I'm just trying to understand the component parts of the sort:

• cmp(y,x) compares to numbers and returns -1 (y less x), 0 (x equals y), or 1 (y bigger x).

• lambda is defining a function over the last elements of each list? Then lambda inside a sort? I'm confused- could anybody explain what the lambda function does?

Answer 1

The lambda function in your example determines which item comes first.

In a "classical"-situation it would simply calculate x-y: if the result is negative it means that x is smaller then y and therefore comes before y.

Additionally you may pass a reverse-parameter to the sort-method, which would reverse=True the order.

Your "sort"-function is in this case the cmp-function in the "lambda-wrapper". Therein you swap the order of x with y and use the 3rd argument, which means it sorts in a reversed order(x/y-swap) and does it by comparing all the 3rd arguments(x[2]).

Regarding your 2nd bullet:

... could anybody explain what the lambda function does"

If your asking what a lambda-function is: It's an anonymous light-weight inline function.
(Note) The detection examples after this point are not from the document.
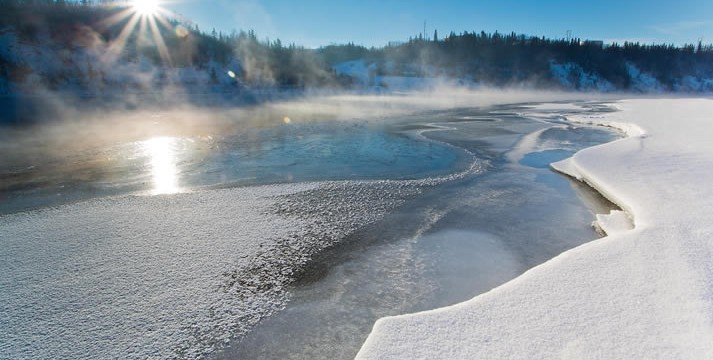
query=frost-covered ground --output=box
[357,99,713,359]
[0,181,436,359]
[0,153,484,359]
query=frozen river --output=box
[0,100,617,358]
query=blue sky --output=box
[163,0,713,47]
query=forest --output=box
[0,0,713,91]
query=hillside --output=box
[0,0,713,124]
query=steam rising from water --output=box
[0,85,605,184]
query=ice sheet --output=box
[357,99,713,359]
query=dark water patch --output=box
[217,105,613,359]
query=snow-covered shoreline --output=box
[357,99,713,359]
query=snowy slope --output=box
[358,99,713,359]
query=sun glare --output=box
[142,137,181,195]
[131,0,160,16]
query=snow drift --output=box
[357,99,713,359]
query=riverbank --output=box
[358,99,713,359]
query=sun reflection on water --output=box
[142,137,181,195]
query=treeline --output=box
[376,32,713,89]
[0,0,713,90]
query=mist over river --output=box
[0,103,618,358]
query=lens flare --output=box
[131,0,161,16]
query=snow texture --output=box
[0,156,486,359]
[357,99,713,359]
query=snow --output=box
[357,99,713,359]
[550,63,616,92]
[0,142,486,359]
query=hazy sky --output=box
[163,0,713,47]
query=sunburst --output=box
[101,0,173,63]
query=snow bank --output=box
[357,99,713,359]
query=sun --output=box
[131,0,161,16]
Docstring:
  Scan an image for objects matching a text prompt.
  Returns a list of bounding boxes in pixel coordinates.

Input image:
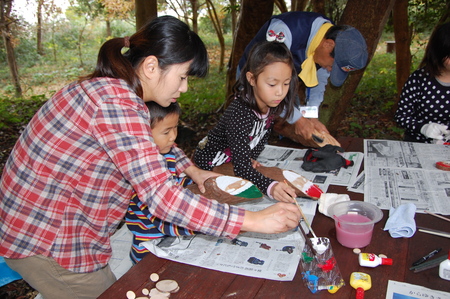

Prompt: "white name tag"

[300,106,319,118]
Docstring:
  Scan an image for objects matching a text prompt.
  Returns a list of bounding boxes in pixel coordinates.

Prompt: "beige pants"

[5,255,116,299]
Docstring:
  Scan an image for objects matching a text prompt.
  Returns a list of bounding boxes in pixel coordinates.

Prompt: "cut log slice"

[127,291,136,299]
[150,273,159,282]
[156,279,179,293]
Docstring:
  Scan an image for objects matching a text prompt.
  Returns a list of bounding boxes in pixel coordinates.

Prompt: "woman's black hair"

[229,41,298,119]
[81,16,209,97]
[145,101,181,128]
[420,22,450,77]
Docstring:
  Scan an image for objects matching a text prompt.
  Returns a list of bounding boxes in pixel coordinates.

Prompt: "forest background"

[0,0,450,298]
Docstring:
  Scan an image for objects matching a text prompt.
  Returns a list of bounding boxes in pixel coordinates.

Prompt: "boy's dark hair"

[420,22,450,77]
[80,16,209,97]
[229,41,298,119]
[145,101,181,128]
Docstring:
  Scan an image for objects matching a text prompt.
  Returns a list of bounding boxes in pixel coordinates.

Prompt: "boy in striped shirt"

[125,102,195,263]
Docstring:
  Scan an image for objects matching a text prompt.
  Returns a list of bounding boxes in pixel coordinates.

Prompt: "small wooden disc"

[436,160,450,171]
[127,291,136,299]
[150,273,159,282]
[156,279,179,293]
[149,288,170,299]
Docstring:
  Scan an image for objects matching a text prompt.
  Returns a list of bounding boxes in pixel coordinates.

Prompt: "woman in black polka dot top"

[194,41,298,202]
[395,22,450,144]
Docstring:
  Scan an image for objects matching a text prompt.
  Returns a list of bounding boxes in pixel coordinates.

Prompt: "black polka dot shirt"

[194,98,274,194]
[394,69,450,143]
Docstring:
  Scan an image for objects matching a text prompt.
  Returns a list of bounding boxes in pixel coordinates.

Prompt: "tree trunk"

[393,0,411,112]
[275,0,287,13]
[135,0,158,30]
[320,0,395,135]
[206,0,225,73]
[230,0,238,35]
[0,0,22,97]
[226,0,274,104]
[291,0,308,11]
[106,19,112,38]
[312,0,326,15]
[189,0,198,33]
[36,0,44,55]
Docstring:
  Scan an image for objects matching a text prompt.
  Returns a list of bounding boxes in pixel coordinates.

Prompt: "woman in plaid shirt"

Anonymous means it doesn't have an identifier. (But you could assign one. e.g.: sqr = lambda x : x**2 which you could use now like any other function: y = sqr(2))

Normal function: def name(arg): vs lambda-function: lambda   arg: ret_value
                  ^    ^    ^                          ^   ^  ^       ^
                  a)   b)   c)                         a)  b) c)      d)

• a) keyword marking the following as a normal/lambda-function
• b) function-name in case of the lambda functio "missing" therefore anonymous
• c) function arguments: normal function ->brackets, lambda-function -> without
• d) return value - in case of the normal function omitted, because must be explicitly returned with return. (without explicit return it delivers None) The lambda implicitly returns the result of the evaluation on the right side of the colon.

Your example of the sort-function use is a typical use-case for lambda-functions. They are used as "throw-away" functions, which you may inline without to create a own normal function.

A more "pythonic" variation would be something like:

from operator import itemgetter

keyfunc = itemgetter(2) # takes the 3rd argument from an itterable
sorted_list = sorted(lol, key=keyfunc, reverse=True)

Answer 2

lambda is of type "function"
So your

lambda x, y : cmp(y[2], x[2])

is equal to

def f(x, y):
    return cmp(y[2], x[2])

The sort takes a function, and when it need to compare two elements, it would call that lambda function, which would return the value of cmp(y[2], x[2])

So this sort would sort your list in this way: whenever it meets two element, it would fetch the last values in the "triples" and compare them to determine the precedence.

Answer 3

This is actually better done using the key argument to sort, cmp is somewhat outdated.

For example:

lol.sort(key=lambda x: x[2])

(you could also use x[-1] to mean the last element of the list)

You are creating the lambda and passing it into the sort function. You could also write it like this:

get_third_element = lambda x: x[2]
lol.sort(key=get_third_element)

Or to make it even easier to understand:

def get_third_element(x):
    return x[2]

lol.sort(key=get_third_element)

There's no reason you can't pass a function into another function as an argument!

Answer 4

Then lambda inside a sort? I am lost!

Basically, when sort() needs to compare two elements, it calls the lambda function and uses its result to determine which of the two elements should come first. This is all there is to it.